Smash Bros. Creator Loves VR Technology

By Toshi Nakamura on at

This week in his semi-weekly column, Super Smash Bros. creator, Masahiro Sakurai talks about VR technology and how it can make his dreams come true.

With the Oculus Rift getting Facebook backing and Sony's Project Morpheus, things are moving towards VR headsets as the potential future of gaming and entertainment. As a developer and a gamer, Sakurai has hinted at his excitement towards the technology before. This week in his semi-weekly Weekly Famitsu column, he went a little further into detail on his thoughts.

One of Sakurai's personal enjoyments is driving. "I often think to myself, 'if only this dashboard and stuff around my feet were transparent.'" Sakurai laments that while more than anything he loves seeing the world around him while he drives, the face that he can't see below the front of the vehicle is a disappointment and how it would probably feel exhilarating to see the road pass underneath him.

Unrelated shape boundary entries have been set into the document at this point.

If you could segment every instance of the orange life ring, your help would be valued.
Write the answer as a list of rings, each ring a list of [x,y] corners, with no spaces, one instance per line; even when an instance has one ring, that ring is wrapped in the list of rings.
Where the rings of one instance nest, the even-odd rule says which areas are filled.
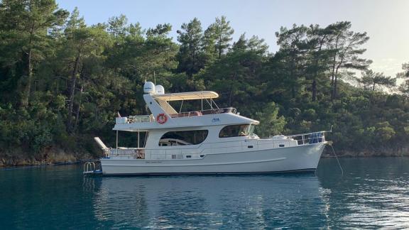
[[[165,114],[159,114],[156,116],[156,121],[159,124],[164,124],[168,121],[168,116]]]

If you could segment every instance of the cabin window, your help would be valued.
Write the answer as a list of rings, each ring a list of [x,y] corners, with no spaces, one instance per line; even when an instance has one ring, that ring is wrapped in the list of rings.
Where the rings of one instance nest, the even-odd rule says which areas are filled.
[[[204,141],[208,133],[207,130],[168,132],[160,138],[159,146],[198,145]]]
[[[251,126],[249,124],[227,126],[220,131],[219,138],[244,136],[248,136],[252,131]]]

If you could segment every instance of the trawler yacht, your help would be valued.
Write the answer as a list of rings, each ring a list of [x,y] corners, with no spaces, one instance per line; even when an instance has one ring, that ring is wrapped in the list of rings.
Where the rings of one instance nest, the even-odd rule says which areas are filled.
[[[143,90],[151,114],[116,118],[115,148],[95,138],[104,152],[103,175],[314,171],[327,143],[325,131],[261,138],[253,133],[259,121],[240,116],[234,108],[219,108],[214,92],[165,94],[151,82]],[[191,100],[200,109],[182,112],[172,105],[182,107]],[[119,131],[133,132],[136,147],[119,147]]]

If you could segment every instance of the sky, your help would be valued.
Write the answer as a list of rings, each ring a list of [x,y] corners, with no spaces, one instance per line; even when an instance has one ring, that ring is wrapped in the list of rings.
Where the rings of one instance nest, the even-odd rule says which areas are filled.
[[[355,32],[367,32],[364,58],[373,61],[371,68],[388,76],[402,72],[409,62],[409,1],[407,0],[57,0],[69,11],[75,6],[87,24],[107,22],[124,14],[129,23],[143,28],[170,23],[176,31],[195,17],[204,30],[216,17],[225,16],[234,29],[234,40],[246,33],[265,39],[271,52],[277,51],[275,33],[281,26],[319,24],[325,27],[349,21]]]

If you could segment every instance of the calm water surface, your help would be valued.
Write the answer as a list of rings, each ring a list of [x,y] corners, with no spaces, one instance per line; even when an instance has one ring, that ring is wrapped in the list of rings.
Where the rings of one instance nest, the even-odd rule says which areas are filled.
[[[314,174],[84,177],[0,170],[0,229],[409,229],[409,158],[322,159]]]

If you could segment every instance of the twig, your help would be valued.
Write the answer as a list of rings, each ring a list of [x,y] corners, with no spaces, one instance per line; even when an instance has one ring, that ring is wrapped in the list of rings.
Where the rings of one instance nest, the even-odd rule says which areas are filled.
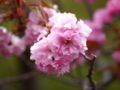
[[[93,57],[92,59],[89,58],[89,57],[86,56],[86,55],[83,55],[83,56],[84,56],[84,58],[85,58],[87,61],[89,61],[89,63],[90,63],[90,68],[89,68],[87,77],[88,77],[89,82],[90,82],[91,90],[95,90],[95,83],[94,83],[94,81],[93,81],[93,79],[92,79],[92,73],[93,73],[93,69],[94,69],[93,67],[94,67],[94,61],[95,61],[95,59],[96,59],[96,56],[93,55],[94,57]]]
[[[34,70],[34,71],[28,72],[28,73],[23,74],[23,75],[6,78],[6,79],[0,81],[0,87],[7,85],[9,83],[18,82],[18,81],[32,78],[32,77],[36,76],[37,74],[39,74],[39,72]]]

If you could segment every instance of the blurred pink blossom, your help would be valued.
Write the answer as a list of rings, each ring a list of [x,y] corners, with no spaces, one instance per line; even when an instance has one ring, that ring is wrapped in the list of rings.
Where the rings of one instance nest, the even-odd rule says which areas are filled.
[[[106,7],[112,15],[120,14],[120,0],[109,0]]]
[[[77,2],[83,2],[83,1],[87,1],[88,3],[93,3],[95,2],[95,0],[76,0]]]
[[[113,17],[107,8],[98,9],[93,15],[94,23],[103,28],[105,23],[112,23]]]
[[[31,59],[44,73],[67,73],[79,53],[85,54],[86,38],[92,30],[71,13],[56,13],[48,26],[50,34],[31,47]]]

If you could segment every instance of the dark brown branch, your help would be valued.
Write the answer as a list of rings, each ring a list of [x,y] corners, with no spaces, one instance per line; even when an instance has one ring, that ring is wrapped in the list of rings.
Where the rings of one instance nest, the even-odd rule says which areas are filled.
[[[7,85],[9,83],[18,82],[18,81],[32,78],[32,77],[36,76],[37,74],[39,74],[39,72],[34,70],[34,71],[28,72],[28,73],[23,74],[23,75],[6,78],[6,79],[0,81],[0,87]]]
[[[88,77],[88,79],[89,79],[89,83],[90,83],[91,90],[95,90],[95,83],[94,83],[94,81],[93,81],[93,79],[92,79],[92,73],[93,73],[93,69],[94,69],[94,61],[95,61],[95,59],[96,59],[96,56],[93,55],[94,57],[93,57],[92,59],[89,58],[89,57],[86,56],[86,55],[83,55],[83,56],[84,56],[84,58],[90,63],[90,68],[89,68],[87,77]]]

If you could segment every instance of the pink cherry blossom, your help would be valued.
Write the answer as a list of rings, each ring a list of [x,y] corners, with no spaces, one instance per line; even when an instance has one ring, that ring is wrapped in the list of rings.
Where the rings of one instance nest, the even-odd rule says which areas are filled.
[[[87,24],[91,29],[92,33],[87,38],[88,41],[94,41],[99,44],[103,44],[106,40],[106,36],[102,31],[102,28],[100,28],[95,22],[92,21],[85,21],[85,24]]]
[[[38,36],[41,39],[47,34],[48,29],[42,25],[38,25],[40,19],[33,12],[29,14],[29,19],[30,21],[26,25],[27,28],[23,40],[26,45],[33,45],[37,41]]]
[[[113,53],[113,58],[115,61],[120,62],[120,50]]]
[[[67,73],[79,53],[85,54],[92,30],[71,13],[56,13],[49,18],[48,27],[50,33],[31,47],[31,59],[44,73]]]
[[[25,46],[25,42],[22,39],[15,35],[11,36],[10,48],[17,56],[20,56],[25,51]]]
[[[31,59],[34,59],[37,68],[46,74],[57,73],[60,75],[69,72],[70,69],[70,61],[66,57],[58,56],[52,52],[47,38],[42,39],[31,47]]]
[[[10,34],[7,33],[6,28],[0,27],[0,55],[5,57],[10,57],[12,51],[10,50],[8,44],[10,42]]]
[[[107,2],[107,9],[112,15],[120,14],[120,1],[119,0],[109,0]]]

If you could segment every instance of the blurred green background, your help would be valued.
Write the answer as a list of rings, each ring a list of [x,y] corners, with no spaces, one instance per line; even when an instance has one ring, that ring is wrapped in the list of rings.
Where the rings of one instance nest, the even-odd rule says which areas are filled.
[[[70,12],[76,14],[78,19],[90,19],[89,13],[84,5],[84,3],[78,3],[75,0],[48,0],[54,4],[57,4],[61,12]],[[104,8],[107,0],[96,0],[95,3],[91,4],[93,10],[97,10],[99,8]],[[10,23],[8,23],[9,26]],[[0,47],[1,48],[1,47]],[[101,59],[105,59],[104,57],[100,56]],[[112,63],[112,59],[109,58],[110,62]],[[73,81],[74,78],[84,78],[87,80],[86,75],[89,68],[89,64],[83,64],[78,66],[76,69],[71,70],[71,74],[61,75],[60,77],[64,77],[69,81]],[[23,62],[13,55],[12,58],[6,59],[0,56],[0,80],[13,77],[16,75],[20,75],[24,73]],[[28,70],[29,71],[29,70]],[[59,77],[58,77],[59,78]],[[93,78],[95,81],[99,82],[102,78],[101,71],[95,69]],[[0,90],[83,90],[80,86],[72,86],[61,82],[61,80],[52,79],[49,76],[44,75],[37,75],[33,78],[33,86],[31,89],[27,89],[27,83],[29,82],[15,82],[10,83]],[[115,82],[111,83],[109,86],[102,90],[120,90],[120,81],[116,80]]]

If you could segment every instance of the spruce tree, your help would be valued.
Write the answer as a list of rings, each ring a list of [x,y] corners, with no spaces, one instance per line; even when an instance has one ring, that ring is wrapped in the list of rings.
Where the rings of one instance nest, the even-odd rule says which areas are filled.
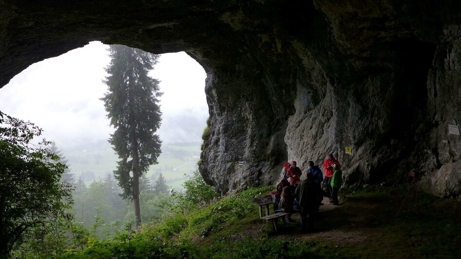
[[[161,112],[158,98],[158,81],[148,75],[158,55],[126,46],[109,49],[112,58],[106,69],[108,92],[101,98],[107,117],[115,129],[109,142],[118,156],[114,171],[124,199],[133,201],[136,226],[141,223],[139,178],[151,165],[158,164],[161,142],[155,134]]]
[[[62,153],[62,151],[58,148],[58,147],[56,146],[56,143],[54,141],[51,142],[50,151],[59,157],[59,160],[55,162],[55,164],[60,163],[68,166],[68,167],[64,170],[64,173],[61,176],[61,182],[66,183],[73,186],[75,185],[75,180],[74,179],[73,174],[71,173],[71,171],[69,169],[68,167],[69,166],[69,160],[66,158],[65,156]]]

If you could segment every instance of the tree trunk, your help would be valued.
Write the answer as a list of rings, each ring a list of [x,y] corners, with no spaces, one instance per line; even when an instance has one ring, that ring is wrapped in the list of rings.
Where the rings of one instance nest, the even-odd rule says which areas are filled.
[[[139,206],[139,159],[138,156],[137,140],[135,135],[132,133],[131,145],[133,148],[131,156],[133,158],[133,203],[134,206],[134,216],[136,218],[136,229],[141,225],[141,208]]]

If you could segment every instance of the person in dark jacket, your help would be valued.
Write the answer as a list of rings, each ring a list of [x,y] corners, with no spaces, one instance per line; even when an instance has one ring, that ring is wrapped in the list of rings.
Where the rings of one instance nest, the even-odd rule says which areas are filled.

While such a thing would be difficult/impractical/expensive to realize with an actual vehicle, it's one of the many things that gaming allows, and something where the experience could be radically enhanced through the use of VR technology.

In Sakurai's opinion, the use of head-mounted displays like the Oculus Rift or Project Morpheus, while they may be good with free-moving FPS games, are better suited for games where the direction of movement is fixed, like with driving games. "Because, having two concepts of direction – like with movement of a tank and the rotation of its cannon – is quite complex."

Talking about what games he'd like to play, Sakurai gave several examples. "Personally, I'd like to play Jumping Flash! It'd probably be quite scary, though. You could probably make a crazy Love Plus game as well. A horror game like Resident Evil or Fatal Frame could be good, too."

As for his thoughts on developing a game that would incorporate VR technology, Sakurai noted that if he was making a first-person 3D game, he would love it if it would. "Sadly," Sakurai added, "such a device is ill-suited for the Smash Bros. game I'm working on right now." I think you've got yourself a new project idea to work on after you finish Smash Bros., Mr. Sakurai. After you take a break and heal your arm, of course.